Conclusion and Recommendations

Sex trafficking takes a greater share of human trafficking in Europe (UNODC 44). Countries such as the United Kingdom, Spain, Italy, Portugal and Germany serve as a destination for 84% of the victims, most of who come from as far as Africa, Asia, Southern American and the former Soviet Union. Sex trafficking is facilitated by factors such as poverty, unemployment, relaxed immigration policies in Europe coupled with the victims’ urge to access higher education in Europe. Increased incidences of sex trafficking has led to higher rates of prostitution in Europe.

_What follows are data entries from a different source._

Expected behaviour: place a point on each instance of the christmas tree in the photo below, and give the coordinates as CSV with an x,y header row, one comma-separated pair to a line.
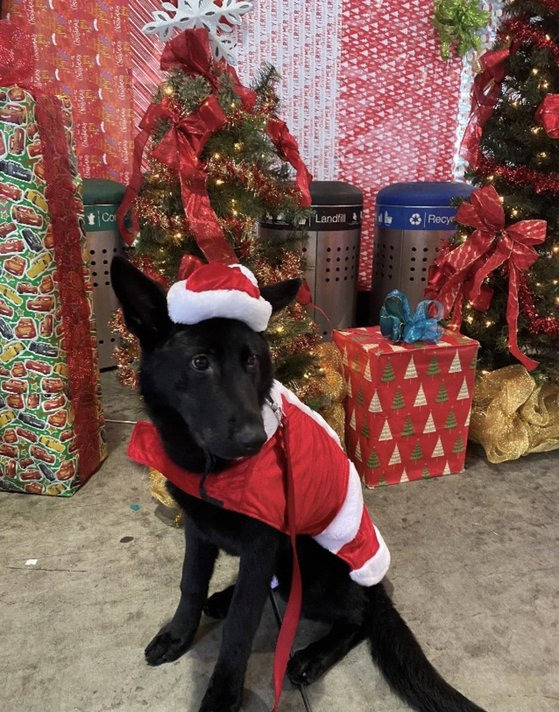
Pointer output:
x,y
219,161
499,276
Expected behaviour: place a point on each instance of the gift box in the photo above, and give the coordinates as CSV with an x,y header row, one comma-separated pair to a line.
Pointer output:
x,y
51,424
408,405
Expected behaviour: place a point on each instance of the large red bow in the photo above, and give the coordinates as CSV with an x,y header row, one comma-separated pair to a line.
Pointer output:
x,y
485,92
547,114
460,273
180,149
190,51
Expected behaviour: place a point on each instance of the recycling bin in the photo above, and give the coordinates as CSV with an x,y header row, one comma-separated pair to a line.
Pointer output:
x,y
411,221
331,251
101,200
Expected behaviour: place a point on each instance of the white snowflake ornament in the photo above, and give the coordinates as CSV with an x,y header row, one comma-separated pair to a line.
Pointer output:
x,y
218,20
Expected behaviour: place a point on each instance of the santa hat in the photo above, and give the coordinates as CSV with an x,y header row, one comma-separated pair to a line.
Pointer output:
x,y
218,290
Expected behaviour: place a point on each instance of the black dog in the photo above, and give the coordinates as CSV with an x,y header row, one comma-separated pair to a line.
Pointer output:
x,y
204,386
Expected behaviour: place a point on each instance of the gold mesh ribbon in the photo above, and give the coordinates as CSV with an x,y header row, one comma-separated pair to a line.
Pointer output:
x,y
512,415
332,386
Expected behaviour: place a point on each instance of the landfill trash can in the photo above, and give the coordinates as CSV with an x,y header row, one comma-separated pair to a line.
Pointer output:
x,y
101,200
411,221
331,251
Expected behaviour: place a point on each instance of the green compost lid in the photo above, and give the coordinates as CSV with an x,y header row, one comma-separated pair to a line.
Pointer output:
x,y
101,191
101,198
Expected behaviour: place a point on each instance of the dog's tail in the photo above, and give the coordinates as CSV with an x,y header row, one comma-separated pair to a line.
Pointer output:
x,y
404,665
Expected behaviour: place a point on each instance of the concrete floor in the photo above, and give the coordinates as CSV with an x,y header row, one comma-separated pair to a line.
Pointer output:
x,y
475,573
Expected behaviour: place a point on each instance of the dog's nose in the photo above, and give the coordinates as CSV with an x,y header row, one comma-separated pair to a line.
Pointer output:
x,y
251,438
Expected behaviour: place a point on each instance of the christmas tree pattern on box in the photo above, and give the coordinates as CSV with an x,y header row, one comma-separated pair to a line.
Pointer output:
x,y
408,408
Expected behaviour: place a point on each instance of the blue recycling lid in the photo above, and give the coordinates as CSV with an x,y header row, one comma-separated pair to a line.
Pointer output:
x,y
419,205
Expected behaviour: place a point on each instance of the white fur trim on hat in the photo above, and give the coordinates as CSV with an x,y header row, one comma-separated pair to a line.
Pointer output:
x,y
191,307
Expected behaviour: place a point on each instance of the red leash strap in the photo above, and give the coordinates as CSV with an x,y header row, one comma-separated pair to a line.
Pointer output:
x,y
293,611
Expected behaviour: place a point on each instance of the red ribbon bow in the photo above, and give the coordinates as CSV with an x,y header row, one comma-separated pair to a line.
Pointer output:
x,y
547,114
180,149
183,143
460,272
190,51
485,92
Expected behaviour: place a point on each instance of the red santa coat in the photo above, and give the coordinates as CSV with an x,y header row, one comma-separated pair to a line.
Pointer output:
x,y
327,491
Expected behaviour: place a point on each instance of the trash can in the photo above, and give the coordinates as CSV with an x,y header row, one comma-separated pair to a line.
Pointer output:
x,y
101,200
411,221
331,251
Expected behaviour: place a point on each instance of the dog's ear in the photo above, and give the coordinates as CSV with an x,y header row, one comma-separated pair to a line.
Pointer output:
x,y
143,302
282,294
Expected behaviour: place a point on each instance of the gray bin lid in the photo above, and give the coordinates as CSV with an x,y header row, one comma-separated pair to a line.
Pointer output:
x,y
423,193
335,192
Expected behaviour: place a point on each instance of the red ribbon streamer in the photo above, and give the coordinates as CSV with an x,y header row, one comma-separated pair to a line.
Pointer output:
x,y
538,181
70,277
460,272
547,114
485,92
290,621
59,192
281,138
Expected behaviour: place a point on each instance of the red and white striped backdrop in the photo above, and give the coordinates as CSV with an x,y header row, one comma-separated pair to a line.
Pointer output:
x,y
363,87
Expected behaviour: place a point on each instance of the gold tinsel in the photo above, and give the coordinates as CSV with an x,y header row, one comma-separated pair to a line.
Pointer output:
x,y
512,415
332,390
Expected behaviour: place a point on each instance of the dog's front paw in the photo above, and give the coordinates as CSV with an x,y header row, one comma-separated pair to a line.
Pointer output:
x,y
168,645
304,670
217,605
221,697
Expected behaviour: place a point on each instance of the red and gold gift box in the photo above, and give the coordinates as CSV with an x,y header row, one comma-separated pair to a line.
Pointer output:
x,y
408,405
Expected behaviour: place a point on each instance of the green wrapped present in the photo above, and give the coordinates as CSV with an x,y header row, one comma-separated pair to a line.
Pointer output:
x,y
51,422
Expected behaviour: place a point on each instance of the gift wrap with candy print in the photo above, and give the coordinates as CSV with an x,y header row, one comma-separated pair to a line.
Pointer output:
x,y
408,405
51,424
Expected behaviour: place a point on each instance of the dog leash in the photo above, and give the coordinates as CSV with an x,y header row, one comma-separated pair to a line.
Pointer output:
x,y
290,621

The European Union (EU) has established laws protecting the right of an individual’s movement in the EU territory and “legal obligations preventing and combating trafficking in human beings (THB)” (Manian et al. 71). Secondly, the EU nations should embrace the EU mitigation measures and comply with the law of the Council of Europe (COE) to combat sex trafficking. Additionally, both European nations and the countries of origin should step up cooperation of the police and judicial authorities to contain the illegalized human movements.

Lastly, creating awareness among victims is also a commendable step towards averting sex trafficking in Europe. The governments of countries characterized by sex trafficking should educate parents and girl children on the effects of sex trafficking through media and involvement of non-governmental Organizations (NGOs).